Since idiopathic scoliosis is not life-threatening, the goals of treatment are not to save the life of the child or even cure him or her of this problem. Treatment is more of a management approach to limit how severe the spinal curve becomes, to prevent deformity, and to minimize any effect of the condition on daily function and quality of life. The question naturally arises: can the SRS-22 be used (and relied upon) to guide management decisions? In other words, how useful is the SRS-22 in making treatment decisions?
That’s what the researchers who published this study tried to find out. They gave the SRS-22 survey to 155 patients ages 10 to 21. The entire group was made up of two separate subgroups: those patients who were treated without surgery (nonoperative group) and those who had surgery. There were further subdivisions among the groups based on severity of their spinal curves.

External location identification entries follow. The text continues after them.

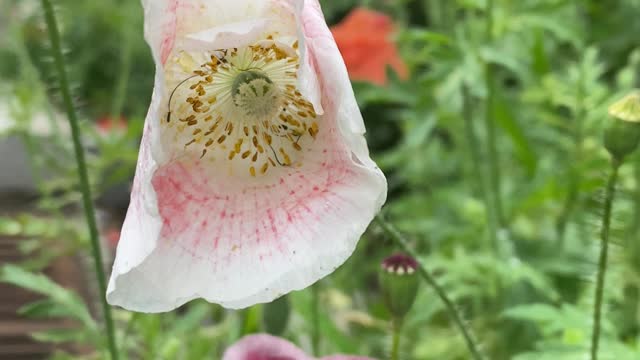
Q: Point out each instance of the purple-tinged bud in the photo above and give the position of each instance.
(399, 283)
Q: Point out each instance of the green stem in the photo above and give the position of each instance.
(604, 252)
(492, 150)
(395, 345)
(54, 36)
(124, 75)
(478, 177)
(315, 319)
(574, 173)
(455, 315)
(635, 228)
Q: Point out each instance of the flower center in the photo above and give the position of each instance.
(241, 106)
(255, 95)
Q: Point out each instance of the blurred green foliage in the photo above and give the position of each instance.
(526, 290)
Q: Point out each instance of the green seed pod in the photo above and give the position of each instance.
(622, 135)
(275, 316)
(399, 283)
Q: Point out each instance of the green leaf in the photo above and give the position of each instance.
(63, 300)
(9, 227)
(506, 119)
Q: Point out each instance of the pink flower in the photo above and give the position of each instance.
(254, 177)
(267, 347)
(364, 39)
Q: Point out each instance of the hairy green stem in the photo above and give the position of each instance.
(395, 344)
(492, 149)
(315, 319)
(574, 172)
(478, 177)
(83, 176)
(604, 252)
(451, 308)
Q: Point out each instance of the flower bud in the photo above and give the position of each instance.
(399, 283)
(622, 135)
(275, 316)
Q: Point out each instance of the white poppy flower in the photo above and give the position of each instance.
(254, 177)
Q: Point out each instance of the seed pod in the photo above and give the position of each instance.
(622, 134)
(399, 283)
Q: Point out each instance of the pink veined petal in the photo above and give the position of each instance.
(194, 231)
(264, 347)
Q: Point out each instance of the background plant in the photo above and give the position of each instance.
(556, 67)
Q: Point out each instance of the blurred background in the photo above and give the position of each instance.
(504, 212)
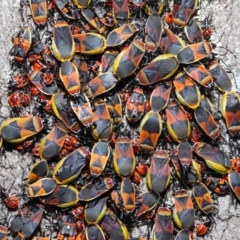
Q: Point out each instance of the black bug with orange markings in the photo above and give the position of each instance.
(39, 11)
(121, 11)
(146, 202)
(217, 185)
(52, 144)
(161, 68)
(163, 228)
(203, 227)
(42, 187)
(102, 127)
(178, 124)
(3, 232)
(158, 175)
(135, 105)
(63, 44)
(127, 61)
(99, 157)
(230, 104)
(203, 198)
(9, 199)
(207, 123)
(186, 90)
(214, 157)
(68, 168)
(194, 52)
(120, 35)
(124, 160)
(16, 130)
(82, 56)
(21, 44)
(183, 212)
(93, 190)
(150, 131)
(160, 97)
(89, 43)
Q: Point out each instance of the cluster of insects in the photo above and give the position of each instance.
(120, 116)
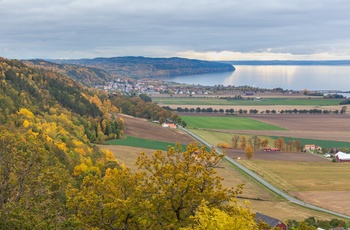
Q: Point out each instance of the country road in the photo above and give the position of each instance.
(265, 183)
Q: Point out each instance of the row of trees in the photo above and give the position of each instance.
(255, 111)
(251, 144)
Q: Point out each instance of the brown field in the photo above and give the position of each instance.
(261, 199)
(333, 127)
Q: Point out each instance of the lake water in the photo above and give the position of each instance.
(274, 76)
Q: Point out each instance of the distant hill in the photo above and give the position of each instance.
(86, 75)
(137, 67)
(290, 62)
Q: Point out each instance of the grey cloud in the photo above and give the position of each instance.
(63, 27)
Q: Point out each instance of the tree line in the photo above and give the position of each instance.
(255, 111)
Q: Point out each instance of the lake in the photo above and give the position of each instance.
(298, 77)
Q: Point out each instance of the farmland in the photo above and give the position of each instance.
(306, 176)
(142, 143)
(260, 198)
(233, 123)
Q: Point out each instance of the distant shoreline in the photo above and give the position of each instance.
(291, 62)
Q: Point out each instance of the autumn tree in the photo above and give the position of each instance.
(264, 143)
(179, 181)
(243, 142)
(31, 183)
(239, 216)
(235, 140)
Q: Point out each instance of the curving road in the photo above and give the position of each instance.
(265, 183)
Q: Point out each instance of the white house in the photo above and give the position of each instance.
(342, 157)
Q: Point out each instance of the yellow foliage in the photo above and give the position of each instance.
(80, 169)
(26, 123)
(223, 145)
(109, 155)
(77, 143)
(80, 151)
(25, 112)
(210, 218)
(62, 146)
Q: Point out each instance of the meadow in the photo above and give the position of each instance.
(229, 122)
(323, 143)
(142, 143)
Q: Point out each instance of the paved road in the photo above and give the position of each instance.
(267, 184)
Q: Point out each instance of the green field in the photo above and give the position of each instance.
(232, 123)
(323, 143)
(266, 101)
(222, 137)
(303, 176)
(142, 143)
(215, 138)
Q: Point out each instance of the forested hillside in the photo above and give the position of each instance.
(138, 67)
(86, 75)
(52, 176)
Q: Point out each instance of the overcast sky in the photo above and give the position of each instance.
(203, 29)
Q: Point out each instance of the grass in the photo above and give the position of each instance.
(266, 101)
(270, 203)
(215, 137)
(303, 176)
(142, 143)
(232, 123)
(322, 143)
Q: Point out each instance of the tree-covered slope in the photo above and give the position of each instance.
(83, 74)
(138, 67)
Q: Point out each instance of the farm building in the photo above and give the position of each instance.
(312, 147)
(165, 125)
(271, 149)
(342, 157)
(272, 222)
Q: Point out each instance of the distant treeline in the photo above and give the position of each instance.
(255, 111)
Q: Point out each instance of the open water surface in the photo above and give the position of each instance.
(301, 77)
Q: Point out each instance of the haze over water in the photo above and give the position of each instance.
(274, 76)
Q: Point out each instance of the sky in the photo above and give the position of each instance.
(199, 29)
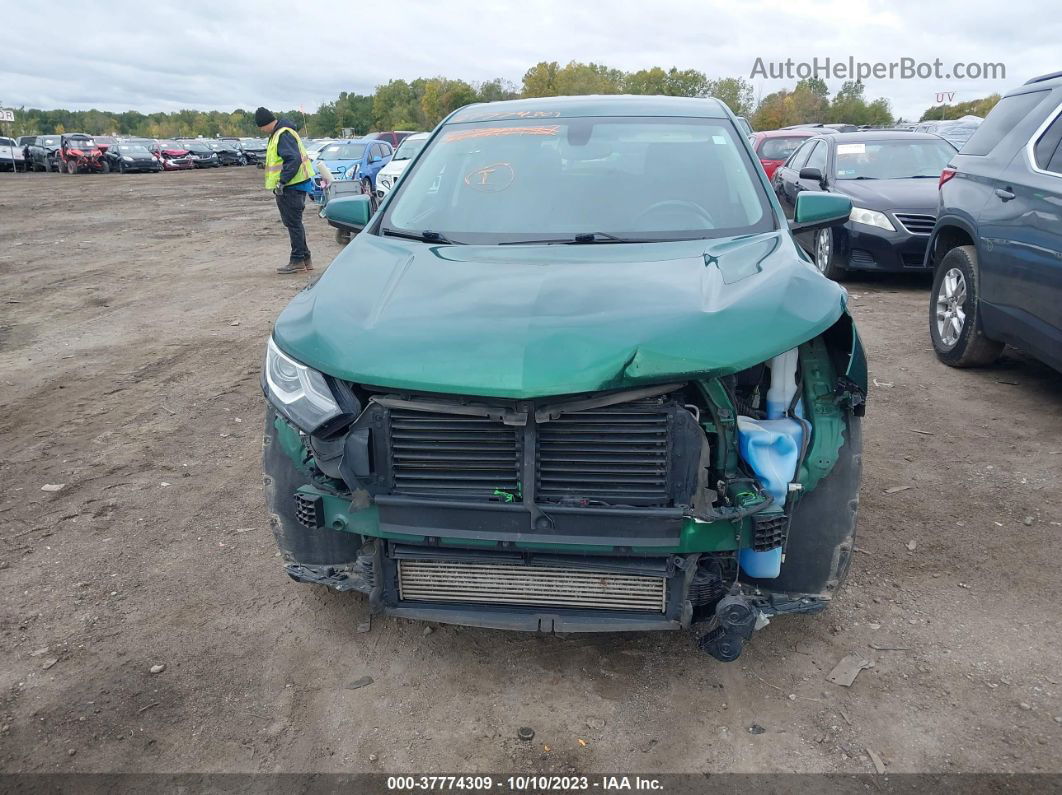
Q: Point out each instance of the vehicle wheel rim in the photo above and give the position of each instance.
(823, 249)
(951, 312)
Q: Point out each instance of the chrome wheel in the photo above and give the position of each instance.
(951, 315)
(823, 248)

They found that the questionnaire was a good tool to use when assessing differences in pain and body image between patients with small versus large spinal curves. But it did not sort out differences between the two groups when it came to measuring effects on function or mental health. And the SRS-22 really could not show differences with small changes in the severity of the spinal curvatures.
The authors suggest that the SRS-22 is still a good tool for measuring some things (body image and pain between small and large curves) but it does have some limits. Different scores are not as likely with small changes in curves. It’s easier to use the SRS-22 to identify patients with larger curves who will need surgery but not as effective for smaller (mild to moderate) curves.
Results of treatment may be affected by other factors that are not measured by the SRS-22 (e.g., socioeconomic status, body mass index as a measure of obesity, self-esteem, self-confidence, mood). In this age group, self-image is often more important than physical pain or loss of motion. Since these other behavioral, psychologic, and social health-related qualities are also important, it may be necessary to use more than just the SRS-22 to assess change.